SLEMAN – Pedagang di kawasan Malioboro ikut berbenah. Kesadaran bahwa mereka hidup di kawasan jantung Jogjakarta, membuat mereka pun berpikir untuk mempercantik diri. Salah satunya dengan membuat desain lapak untuk kuliner lesehan malam hari. Tak tanggung-tanggung, mereka bahkan berkonsultasi pada para ahli desain.

”Usulan desain lapak ini kami kirimkan ke Pemkot Jogja, kami berharap bisa disetujui. Desain ini kami rasa pas dengan konsep Malioboro saat ini. Kami ingin berbenah juga, karena kami ingin Malioboro Indah tanpa Memindah, yakni memindah kami para PKL,” ujar Ketua Angkringan Malioboro Yati saat audiensi ke Kantor Radar Jogja, Kamis (20/12).

Bersama delapan perwakilan paguyuban pedagang di kawasan Malioboro, Yati mengungkapkan, tak hanya desain lesehan kuliner malam hari yang mereka pikirkan, tetapi juga dari sisi kebersihan. Selain menambah sif tenaga kebersihan, para pedagang juga berinisiatif membuat ikon atau maskot kebersihan, yakni Jaka dan Lisa (Jaga Kebersihan dan Lihat Sampah Ambil).
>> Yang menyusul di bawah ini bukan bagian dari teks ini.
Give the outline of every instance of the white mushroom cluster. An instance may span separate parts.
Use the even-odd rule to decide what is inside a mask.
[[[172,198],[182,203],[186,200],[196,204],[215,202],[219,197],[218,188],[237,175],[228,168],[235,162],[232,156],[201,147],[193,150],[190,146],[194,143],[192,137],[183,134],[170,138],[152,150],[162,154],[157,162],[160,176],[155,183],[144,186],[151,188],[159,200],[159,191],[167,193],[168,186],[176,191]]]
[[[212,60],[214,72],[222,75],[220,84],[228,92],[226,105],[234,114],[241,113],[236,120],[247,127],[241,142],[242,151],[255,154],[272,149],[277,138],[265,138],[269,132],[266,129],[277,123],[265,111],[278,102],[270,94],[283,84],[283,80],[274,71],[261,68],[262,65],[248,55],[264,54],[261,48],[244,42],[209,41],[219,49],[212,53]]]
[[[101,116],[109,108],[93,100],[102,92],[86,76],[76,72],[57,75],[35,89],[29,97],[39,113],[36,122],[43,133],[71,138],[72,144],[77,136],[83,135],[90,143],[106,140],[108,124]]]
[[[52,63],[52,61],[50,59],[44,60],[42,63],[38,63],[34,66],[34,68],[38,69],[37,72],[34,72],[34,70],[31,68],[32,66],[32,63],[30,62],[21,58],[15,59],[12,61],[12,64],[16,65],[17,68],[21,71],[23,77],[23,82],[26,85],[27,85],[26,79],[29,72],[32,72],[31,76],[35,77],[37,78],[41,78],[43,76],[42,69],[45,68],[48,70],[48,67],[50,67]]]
Yati mengatakan, masalah kebersihan sudah sepakat membantu penambahan petugas kebersihan yang selama dirasa masih kurang. Menurutnya, pedagang selalu taat dan mengikuti aturan yang diberikan pemerintah, asalkan tetap dibolehkan berjualan. ”Selasa Wage, Jumat Legi kami juga ikut bersih-bersih. Bagi kami Malioboro Indah Tanpa Memindah,” tegasnya.
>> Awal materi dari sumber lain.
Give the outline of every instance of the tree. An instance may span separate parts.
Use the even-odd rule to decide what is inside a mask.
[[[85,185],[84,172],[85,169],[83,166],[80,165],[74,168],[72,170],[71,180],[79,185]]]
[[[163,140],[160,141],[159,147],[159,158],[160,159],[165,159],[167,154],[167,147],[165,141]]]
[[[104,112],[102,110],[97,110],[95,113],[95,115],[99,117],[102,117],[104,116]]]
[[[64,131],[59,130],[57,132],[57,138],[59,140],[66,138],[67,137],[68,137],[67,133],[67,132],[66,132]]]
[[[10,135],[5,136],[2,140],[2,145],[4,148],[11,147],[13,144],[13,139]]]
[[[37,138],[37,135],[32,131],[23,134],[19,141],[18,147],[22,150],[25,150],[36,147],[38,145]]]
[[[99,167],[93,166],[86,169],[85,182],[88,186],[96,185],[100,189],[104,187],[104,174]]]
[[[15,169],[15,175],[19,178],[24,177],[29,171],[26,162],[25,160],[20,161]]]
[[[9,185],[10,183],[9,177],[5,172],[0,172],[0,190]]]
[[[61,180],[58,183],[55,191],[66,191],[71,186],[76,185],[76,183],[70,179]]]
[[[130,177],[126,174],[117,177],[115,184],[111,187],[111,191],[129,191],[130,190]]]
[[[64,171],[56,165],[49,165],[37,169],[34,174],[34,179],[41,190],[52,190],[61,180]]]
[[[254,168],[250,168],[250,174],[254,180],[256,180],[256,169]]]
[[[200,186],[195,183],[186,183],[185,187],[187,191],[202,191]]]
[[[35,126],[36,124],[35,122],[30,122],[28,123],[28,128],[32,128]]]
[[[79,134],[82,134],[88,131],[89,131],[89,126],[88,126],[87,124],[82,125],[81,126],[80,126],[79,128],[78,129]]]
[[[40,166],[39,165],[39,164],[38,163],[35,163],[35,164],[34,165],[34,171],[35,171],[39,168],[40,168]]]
Koordinator Komunitas Pedagang Lesehan Malam Sukidi mengatakan, hal yang juga kerap disebut ketika musim liburan adalah terkait harga makanan di Malioboro. Menurutnya, pedagang sudah berusaha mengajak Pemkot melalui UPT atau Satpol PP untuk cek harga lapangan sebelum liburan dan selama liburan.

Dia mengatakan, kalau ada anggota yang tidak pasang harga, akan dikenai sanksi. ”Kalau ada kasus, mohon dicek kebenarannya. Misalnya ada konsumen dirugikan, asal ada bukti, tercantum nama warung dan daftar harga, akan kami tindak tegas,” katanya.
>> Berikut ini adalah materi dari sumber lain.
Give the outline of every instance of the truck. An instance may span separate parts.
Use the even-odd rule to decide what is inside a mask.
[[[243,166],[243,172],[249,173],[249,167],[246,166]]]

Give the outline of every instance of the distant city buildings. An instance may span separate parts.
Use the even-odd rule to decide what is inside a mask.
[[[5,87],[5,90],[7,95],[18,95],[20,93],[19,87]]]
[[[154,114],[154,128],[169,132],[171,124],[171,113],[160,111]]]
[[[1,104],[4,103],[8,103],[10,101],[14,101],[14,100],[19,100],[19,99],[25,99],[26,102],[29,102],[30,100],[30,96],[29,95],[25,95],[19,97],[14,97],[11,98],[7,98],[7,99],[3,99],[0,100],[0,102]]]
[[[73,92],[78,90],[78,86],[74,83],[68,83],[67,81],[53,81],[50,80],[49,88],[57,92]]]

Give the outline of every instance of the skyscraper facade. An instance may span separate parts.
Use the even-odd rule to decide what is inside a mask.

Sementara Maryono, dari Persatuan Pedagang Kaki Lima Jogjakarta Unit 37, sudah beberapa kali mengalami pergeseran lokasi. Dia berharap, tidak lagi ada perubahan. Sebab, sejak dipindah dari Nol Kilometer, baru beberapa tahun terkahir pedagang di lokasi baru mendapatkan konsumennya.

”Kami mendukung pemerintah tapi kalau digeser terus, jadinya bukan kaki lima lagi nanti,” tuturnya. (riz/ila)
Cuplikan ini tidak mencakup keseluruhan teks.